Patricia Gutiérrez-Otero
“Llegaron al casco de la Hacienda de Chipilo con los pies calzados en zoclos de madera, y en carretas cargadas con guadañas, picos, afiladoras, hachas, mantequilleros y cazos de cobre para hacer polenta”.
A finales del siglo XIX, bajo el gobierno de Porfirio Díaz, se llevó a cabo una inmigración de italianos a México. Aparentemente el gobierno quería traer gente de fuera para poblar el país y para modernizar el campo con tecnología europea. Por su parte, Italia terminaba su proceso de unificación y enfrentaba problemas económicos. En 1875 o 1876 llegaron a México unas tres mil personas del Norte de Italia. Los destinos en los que fundaron colonias fueron, entre otros, Veracruz, Puebla, Morelos, Guerrero, Michoacán, Nuevo León.
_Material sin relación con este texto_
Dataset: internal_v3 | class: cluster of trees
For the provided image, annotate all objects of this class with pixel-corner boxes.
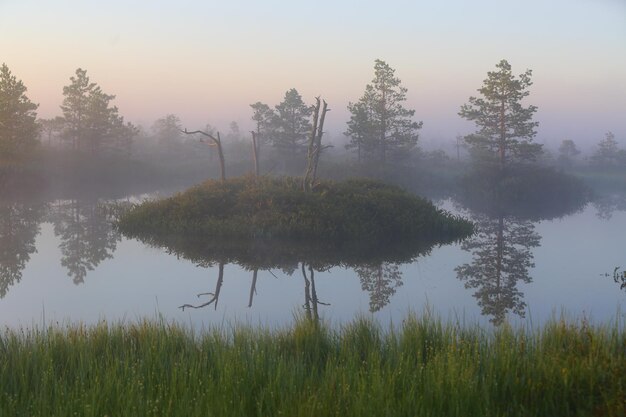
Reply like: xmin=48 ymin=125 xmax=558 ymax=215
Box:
xmin=0 ymin=60 xmax=626 ymax=178
xmin=42 ymin=68 xmax=138 ymax=155
xmin=0 ymin=64 xmax=39 ymax=164
xmin=0 ymin=64 xmax=138 ymax=160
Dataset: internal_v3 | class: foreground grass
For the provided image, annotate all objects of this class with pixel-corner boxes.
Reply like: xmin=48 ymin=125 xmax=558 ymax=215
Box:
xmin=0 ymin=316 xmax=626 ymax=417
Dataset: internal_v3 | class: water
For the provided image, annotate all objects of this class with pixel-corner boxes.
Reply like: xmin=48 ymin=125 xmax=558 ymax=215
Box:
xmin=0 ymin=188 xmax=626 ymax=328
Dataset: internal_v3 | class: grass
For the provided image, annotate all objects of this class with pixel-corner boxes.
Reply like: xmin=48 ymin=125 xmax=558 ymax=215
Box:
xmin=0 ymin=314 xmax=626 ymax=417
xmin=118 ymin=177 xmax=473 ymax=242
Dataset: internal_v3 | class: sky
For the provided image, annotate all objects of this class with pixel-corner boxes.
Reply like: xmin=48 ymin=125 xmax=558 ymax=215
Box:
xmin=0 ymin=0 xmax=626 ymax=148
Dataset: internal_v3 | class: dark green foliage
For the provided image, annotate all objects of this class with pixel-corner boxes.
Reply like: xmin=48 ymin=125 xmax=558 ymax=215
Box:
xmin=0 ymin=312 xmax=626 ymax=417
xmin=458 ymin=165 xmax=592 ymax=220
xmin=459 ymin=59 xmax=542 ymax=168
xmin=0 ymin=64 xmax=39 ymax=162
xmin=118 ymin=177 xmax=472 ymax=243
xmin=345 ymin=59 xmax=422 ymax=164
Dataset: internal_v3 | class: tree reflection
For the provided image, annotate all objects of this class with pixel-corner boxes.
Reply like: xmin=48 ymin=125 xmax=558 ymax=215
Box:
xmin=302 ymin=262 xmax=330 ymax=320
xmin=0 ymin=203 xmax=45 ymax=298
xmin=354 ymin=262 xmax=402 ymax=312
xmin=179 ymin=262 xmax=224 ymax=311
xmin=593 ymin=194 xmax=626 ymax=220
xmin=125 ymin=231 xmax=448 ymax=319
xmin=50 ymin=200 xmax=121 ymax=284
xmin=455 ymin=214 xmax=541 ymax=324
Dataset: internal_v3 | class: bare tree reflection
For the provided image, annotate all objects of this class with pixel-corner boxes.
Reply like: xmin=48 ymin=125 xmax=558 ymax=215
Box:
xmin=354 ymin=262 xmax=402 ymax=312
xmin=0 ymin=203 xmax=45 ymax=298
xmin=248 ymin=268 xmax=259 ymax=307
xmin=455 ymin=214 xmax=541 ymax=324
xmin=302 ymin=262 xmax=330 ymax=320
xmin=178 ymin=262 xmax=224 ymax=311
xmin=50 ymin=200 xmax=121 ymax=284
xmin=593 ymin=194 xmax=626 ymax=220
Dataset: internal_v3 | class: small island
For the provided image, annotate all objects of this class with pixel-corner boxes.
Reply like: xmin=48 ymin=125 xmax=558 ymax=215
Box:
xmin=117 ymin=176 xmax=473 ymax=240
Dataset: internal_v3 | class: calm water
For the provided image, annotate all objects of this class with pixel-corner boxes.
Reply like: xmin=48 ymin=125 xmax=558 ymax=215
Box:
xmin=0 ymin=188 xmax=626 ymax=328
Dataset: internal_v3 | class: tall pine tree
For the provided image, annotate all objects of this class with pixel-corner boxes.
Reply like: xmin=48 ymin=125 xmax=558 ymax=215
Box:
xmin=459 ymin=60 xmax=542 ymax=169
xmin=0 ymin=64 xmax=39 ymax=163
xmin=345 ymin=59 xmax=422 ymax=164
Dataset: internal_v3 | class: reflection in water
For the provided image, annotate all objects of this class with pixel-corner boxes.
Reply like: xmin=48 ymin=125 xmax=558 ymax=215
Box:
xmin=593 ymin=194 xmax=626 ymax=220
xmin=179 ymin=262 xmax=224 ymax=311
xmin=124 ymin=229 xmax=451 ymax=319
xmin=0 ymin=203 xmax=45 ymax=298
xmin=606 ymin=266 xmax=626 ymax=290
xmin=302 ymin=262 xmax=330 ymax=320
xmin=354 ymin=262 xmax=402 ymax=312
xmin=455 ymin=214 xmax=541 ymax=324
xmin=455 ymin=166 xmax=590 ymax=325
xmin=49 ymin=200 xmax=121 ymax=284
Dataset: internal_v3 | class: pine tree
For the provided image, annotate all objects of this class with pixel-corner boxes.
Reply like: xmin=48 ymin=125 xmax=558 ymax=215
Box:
xmin=61 ymin=68 xmax=135 ymax=154
xmin=0 ymin=64 xmax=39 ymax=162
xmin=459 ymin=60 xmax=542 ymax=169
xmin=345 ymin=59 xmax=422 ymax=163
xmin=272 ymin=88 xmax=313 ymax=158
xmin=591 ymin=132 xmax=623 ymax=168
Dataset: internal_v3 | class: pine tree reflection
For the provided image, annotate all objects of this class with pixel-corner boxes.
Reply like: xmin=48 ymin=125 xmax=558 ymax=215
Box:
xmin=455 ymin=214 xmax=541 ymax=324
xmin=354 ymin=262 xmax=402 ymax=312
xmin=593 ymin=193 xmax=626 ymax=220
xmin=0 ymin=203 xmax=45 ymax=298
xmin=50 ymin=200 xmax=121 ymax=285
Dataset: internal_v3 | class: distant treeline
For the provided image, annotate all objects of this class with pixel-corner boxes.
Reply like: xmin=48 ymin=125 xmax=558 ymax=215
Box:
xmin=0 ymin=60 xmax=626 ymax=198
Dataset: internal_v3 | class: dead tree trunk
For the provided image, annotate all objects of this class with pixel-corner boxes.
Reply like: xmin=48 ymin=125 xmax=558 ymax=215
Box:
xmin=311 ymin=100 xmax=330 ymax=184
xmin=181 ymin=129 xmax=226 ymax=181
xmin=250 ymin=130 xmax=259 ymax=177
xmin=302 ymin=97 xmax=329 ymax=191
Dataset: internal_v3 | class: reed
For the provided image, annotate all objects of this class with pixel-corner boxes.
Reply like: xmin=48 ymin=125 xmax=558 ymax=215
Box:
xmin=0 ymin=312 xmax=626 ymax=417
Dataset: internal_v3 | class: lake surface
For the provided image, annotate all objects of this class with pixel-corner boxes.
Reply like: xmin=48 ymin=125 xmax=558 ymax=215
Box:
xmin=0 ymin=186 xmax=626 ymax=329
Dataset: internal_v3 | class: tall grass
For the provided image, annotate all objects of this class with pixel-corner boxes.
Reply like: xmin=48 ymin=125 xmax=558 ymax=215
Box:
xmin=0 ymin=314 xmax=626 ymax=417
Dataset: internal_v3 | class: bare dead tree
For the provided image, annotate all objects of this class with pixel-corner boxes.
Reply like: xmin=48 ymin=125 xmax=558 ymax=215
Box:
xmin=302 ymin=97 xmax=330 ymax=191
xmin=250 ymin=130 xmax=259 ymax=177
xmin=181 ymin=129 xmax=226 ymax=181
xmin=178 ymin=262 xmax=224 ymax=311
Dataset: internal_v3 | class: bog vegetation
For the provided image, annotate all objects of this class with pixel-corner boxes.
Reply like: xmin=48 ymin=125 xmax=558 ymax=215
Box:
xmin=118 ymin=177 xmax=472 ymax=243
xmin=0 ymin=314 xmax=626 ymax=417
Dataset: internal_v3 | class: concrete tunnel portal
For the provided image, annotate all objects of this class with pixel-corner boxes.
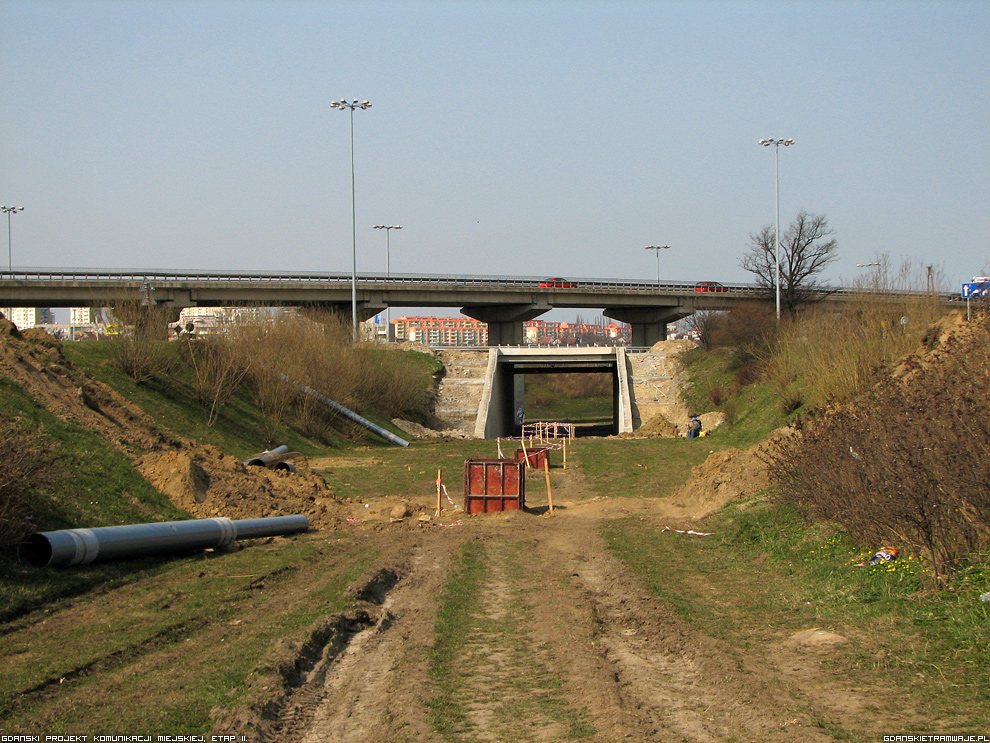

La única colonia italiana que ha conservado su dialecto original es la de Chipilo, en Puebla. La fundaron, en el año 1882, rubias, fuertes, trabajadoras y católicas familias italianas de agricultores provenientes de Segusino, en el Veneto, de donde emigraron por pérdida de sus tierras a causa de las inundaciones. Tenían un contrato con el gobierno mexicano en el que se les otorgaba un crédito por diez años, más tres hectáreas de tierra, dos arados con sus yuntas, un par de bueyes, una vaca, una mula y un cerdo. Sobre su carácter habla su lema “El trabajo vence todo”. Quizá por esta actitud en Chipilo han surgido marcas como las del Italian Coffee, las heladerías Segusino, y los muebles del mismo nombre.
Chipilo se caracteriza, también, por la defensa que hicieron sus habitantes en 1917 contra las tropas revolucionarias de Zapata, a favor de Carranza. Por eso, el “Monte Grappa” (Nombre de la cima más alta de una cadena montañosa del Veneto, Italia), una colina del pueblo, conmemora esta lucha donde un centenar de chipileños detuvieron a cuatro mil zapatistas, noticia que llegó a Italia.
Una curiosa y rudimentaria pintura que está en el edificio de gobierno de Chipilo llama la atención: en un lado, una mujer mestiza portando una corona de laurel entrega un pequeño niño moreno a una pareja rubia con vestimenta sencilla y con un bolso de equipaje, el trasfondo es aún agreste, pero ya con la Iglesia. Otra pareja, en el otro lado, también blanca y rubia, sostiene a un niño indígena, detrás se ve el monte Grappa, reverdecido, y la Iglesia, como campos labrados, debajo hay un ordenado pueblo blanco con tejas rojas. No tiene año ni firma. La primera imagen parece hablar de la llegada de los chipileños; la segunda, del momento en que ya tenían un pueblo hecho.
Me pregunto si esto expresa la manera en que los habitantes de este pueblo percibieron su destino: como la misión de recibir a los indígenas por parte de la Patria mexicana para cuidarlos, lo que no creo porque ellos vinieron a rehacer su vida, o si más bien se refiere al deseo que tenía el gobierno porfirista de hacer venir extranjeros europeos a México, como dicen por ahí, para “blanquear la raza”. En todo caso, en el momento en que se pintó este cuadro existía el imaginario de que el indígena debía ser cuidado por el europeo católico y trabajador que la Patria le entregaba.
Las imágenes que en la pintura acompañan la entrega del niño indígena pueden ayudar a entender el sentido: la pequeña iglesia indicaría el tipo de cuidado que se esperaría dar: el de la evangelización. La imagen de los campos verdes también mostraría que el fin era el de introducir a los indígenas en el nuevo tipo de trabajo agrícola. En todo caso, la pintura muestra una actitud hacia los habitantes nativos y conquistados que aún hoy persiste en el imaginario social.
Además, opino que se respeten los Acuerdos de San Andrés, que se respete la Ley de Víctimas, que se investigue seriamente el caso de Ayotzinapa, que el pueblo trabajemos por un Nuevo Constituyente, que Aristegui y su equipo recuperen su espacio radiofónico.